O dönemde, eylemciler arasındaki dostluk, yoldaşlık, atılganlık, fedakârlık, omuz omuza katlanılan zorlukları ön plana çıkararak 68 Kuşağı´ndan övgüyle bahsedenler duygu saplantısıyla meşguller.
Peki, bu eylemler ne için, hangi maksatla, nasıl bir hedef güderek yapılmıştı?

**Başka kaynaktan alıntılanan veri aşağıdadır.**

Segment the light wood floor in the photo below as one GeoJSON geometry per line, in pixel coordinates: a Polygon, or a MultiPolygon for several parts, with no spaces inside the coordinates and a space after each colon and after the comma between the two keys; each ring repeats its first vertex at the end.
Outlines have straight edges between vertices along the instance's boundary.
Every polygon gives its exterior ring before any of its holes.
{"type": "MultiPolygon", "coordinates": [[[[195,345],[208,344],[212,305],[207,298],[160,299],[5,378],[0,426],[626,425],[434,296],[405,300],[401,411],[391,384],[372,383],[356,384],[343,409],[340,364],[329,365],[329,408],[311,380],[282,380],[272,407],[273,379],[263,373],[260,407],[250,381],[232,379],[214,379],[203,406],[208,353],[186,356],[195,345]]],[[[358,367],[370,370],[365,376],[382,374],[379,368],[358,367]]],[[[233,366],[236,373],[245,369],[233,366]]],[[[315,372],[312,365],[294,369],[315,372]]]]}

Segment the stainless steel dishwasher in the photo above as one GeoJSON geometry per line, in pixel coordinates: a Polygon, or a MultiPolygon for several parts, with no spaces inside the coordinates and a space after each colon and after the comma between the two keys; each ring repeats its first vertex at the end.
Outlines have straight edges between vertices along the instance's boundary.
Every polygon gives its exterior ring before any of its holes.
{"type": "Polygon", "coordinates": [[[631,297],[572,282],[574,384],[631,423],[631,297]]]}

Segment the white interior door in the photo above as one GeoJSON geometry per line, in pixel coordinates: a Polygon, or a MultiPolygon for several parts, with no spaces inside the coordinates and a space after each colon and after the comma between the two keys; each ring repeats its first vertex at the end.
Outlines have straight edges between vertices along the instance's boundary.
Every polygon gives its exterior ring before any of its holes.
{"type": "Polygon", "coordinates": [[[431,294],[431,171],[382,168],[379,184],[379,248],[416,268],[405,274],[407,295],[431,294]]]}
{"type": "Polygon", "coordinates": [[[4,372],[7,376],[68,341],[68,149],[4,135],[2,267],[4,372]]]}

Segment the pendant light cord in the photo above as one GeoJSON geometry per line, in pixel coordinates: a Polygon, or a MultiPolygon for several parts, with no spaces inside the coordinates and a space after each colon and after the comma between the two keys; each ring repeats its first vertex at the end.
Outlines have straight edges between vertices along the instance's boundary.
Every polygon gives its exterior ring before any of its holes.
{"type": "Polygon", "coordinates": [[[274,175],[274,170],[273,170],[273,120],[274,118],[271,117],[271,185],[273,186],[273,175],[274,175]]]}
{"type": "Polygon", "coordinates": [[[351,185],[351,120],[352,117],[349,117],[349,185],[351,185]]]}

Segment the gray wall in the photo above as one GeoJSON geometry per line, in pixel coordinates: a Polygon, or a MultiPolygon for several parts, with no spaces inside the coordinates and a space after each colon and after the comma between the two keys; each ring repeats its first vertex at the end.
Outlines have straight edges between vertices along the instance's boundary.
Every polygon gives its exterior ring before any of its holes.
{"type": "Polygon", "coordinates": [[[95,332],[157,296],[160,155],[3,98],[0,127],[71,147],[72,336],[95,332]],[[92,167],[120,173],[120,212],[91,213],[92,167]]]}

Sosyalist bir devrim yapmak için; yahut devrimci heyecanları basamak yaparak iktidar hırslarını tatmin etmek isteyenlerce kullanıldıkları için; yahut Kızılordu´nun 68´deki Prag İşgalini perdelemek isteyen beynelmilel komünizmin propaganda anaforuna kapıldıkları için...

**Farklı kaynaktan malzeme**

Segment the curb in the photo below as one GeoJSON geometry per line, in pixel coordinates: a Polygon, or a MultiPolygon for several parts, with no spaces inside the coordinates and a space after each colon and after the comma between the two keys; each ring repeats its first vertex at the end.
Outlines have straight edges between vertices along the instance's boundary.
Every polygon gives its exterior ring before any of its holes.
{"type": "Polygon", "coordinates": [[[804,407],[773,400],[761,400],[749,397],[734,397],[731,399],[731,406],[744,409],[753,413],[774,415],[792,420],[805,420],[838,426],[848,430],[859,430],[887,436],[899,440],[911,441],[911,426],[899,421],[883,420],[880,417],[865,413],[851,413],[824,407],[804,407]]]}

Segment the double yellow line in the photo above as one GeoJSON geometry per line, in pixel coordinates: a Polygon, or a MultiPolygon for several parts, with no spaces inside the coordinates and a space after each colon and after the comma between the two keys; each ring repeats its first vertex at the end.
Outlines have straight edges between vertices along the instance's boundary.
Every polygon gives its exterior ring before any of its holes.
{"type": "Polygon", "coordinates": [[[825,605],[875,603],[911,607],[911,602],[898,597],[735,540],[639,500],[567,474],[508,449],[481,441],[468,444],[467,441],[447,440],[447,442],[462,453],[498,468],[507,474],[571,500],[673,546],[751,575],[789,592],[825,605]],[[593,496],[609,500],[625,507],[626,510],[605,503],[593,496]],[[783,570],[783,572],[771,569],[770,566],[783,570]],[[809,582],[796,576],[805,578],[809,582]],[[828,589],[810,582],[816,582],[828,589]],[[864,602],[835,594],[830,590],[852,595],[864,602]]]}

Bunlar o gün görülmüyor idiyse, bugün açıkça ortaya çıktı! Ama bunu itiraf etme olgunluğunu gösteren bir-iki zayıf sesten başka aydın sorumluluğu taşıyan yok.
1968´de Ülkücüler de vardı! Bunlara uymayan, bunlara karşı çıkan, o günkü son Türk devletini kızıl emperyalizme peşkeş çekmek isteyenlere -iktidarın aczine rağmen- fırsat vermeyen; ihtilalcilerin oyunlarını bozan, devrimcilerin üniversiteye ve sokağa hâkim olmalarını engelleyen Ülkücüler!...
Onlar da yok sayılıyorlar... Ama varlardı; doğru yoldalardı; haklılardı; başarılı da oldular...
Bu kitap 68 Kuşağı tabiri etrafında oluşturulan atmosfere aykırı yönden bir katkıdır.